The safety and scientific validity of this study is the responsibility of the study sponsor and investigators. Listing a study does not mean it has been evaluated by the U.S. Federal Government. Read our disclaimer for details. Identifier: NCT00027066
Recruitment Status : Completed
First Posted : November 21, 2001
Last Update Posted : June 17, 2011
National Institute of Neurological Disorders and Stroke (NINDS)
Information provided by:
Columbia University

Brief Summary:
The goal of this study is to compare aspirin to warfarin for the prevention of recurrent stroke.

Condition or disease Intervention/treatment Phase
Stroke Drug: Active Aspirin Drug: Active Warfarin Drug: Aspirin placebo Drug: Warfarin placebo Phase 3

Detailed Description:

This study compared aspirin to warfarin to determine optimal therapy for the prevention of recurrent stroke. Both drugs slow clotting of the blood. Blood clots are involved in the final stages of the most common type of stroke due to blockage of the vessels that supply oxygen-rich blood to the brain. Aspirin affects the blood platelets, while warfarin inhibits circulating clotting proteins in the blood. Numerous previous studies have proven that use of aspirin reduces recurrent stroke by about 25 percent. Part of the controversy about aspirin versus warfarin for stroke prevention has been the thinking among clinicians that warfarin may be a better blood thinner than aspirin to prevent almost all forms of stroke, but that it has greater side effects, increased risk of hemorrhage, and higher costs due to the need for blood tests to monitor the treatment effect for patients.
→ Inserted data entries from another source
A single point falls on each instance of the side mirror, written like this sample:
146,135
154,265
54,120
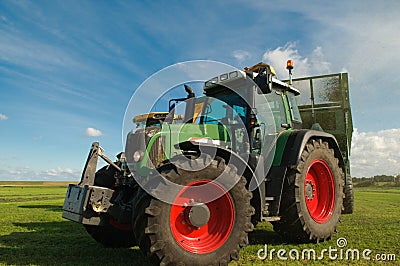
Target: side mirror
264,82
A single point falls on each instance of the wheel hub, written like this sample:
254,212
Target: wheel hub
310,190
198,214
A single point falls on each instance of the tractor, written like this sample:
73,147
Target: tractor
189,191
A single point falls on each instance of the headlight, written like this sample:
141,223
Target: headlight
137,156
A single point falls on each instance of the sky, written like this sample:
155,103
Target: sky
69,68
To make the aspirin and warfarin arms of the study as unbiased as possible, the investigators matched both groups of patients for primary stroke severity, age, gender, education, and race/ethnicity. The two groups were also matched for stroke risk factors, including hypertension, diabetes, cardiac disease, smoking, alcohol consumption, and physical activity. The investigators used an aspirin dose of 325 mg/day and a warfarin dose specifically tailored to each individual patient.

This study found that aspirin works as well as warfarin in helping to prevent recurrent strokes in most patients.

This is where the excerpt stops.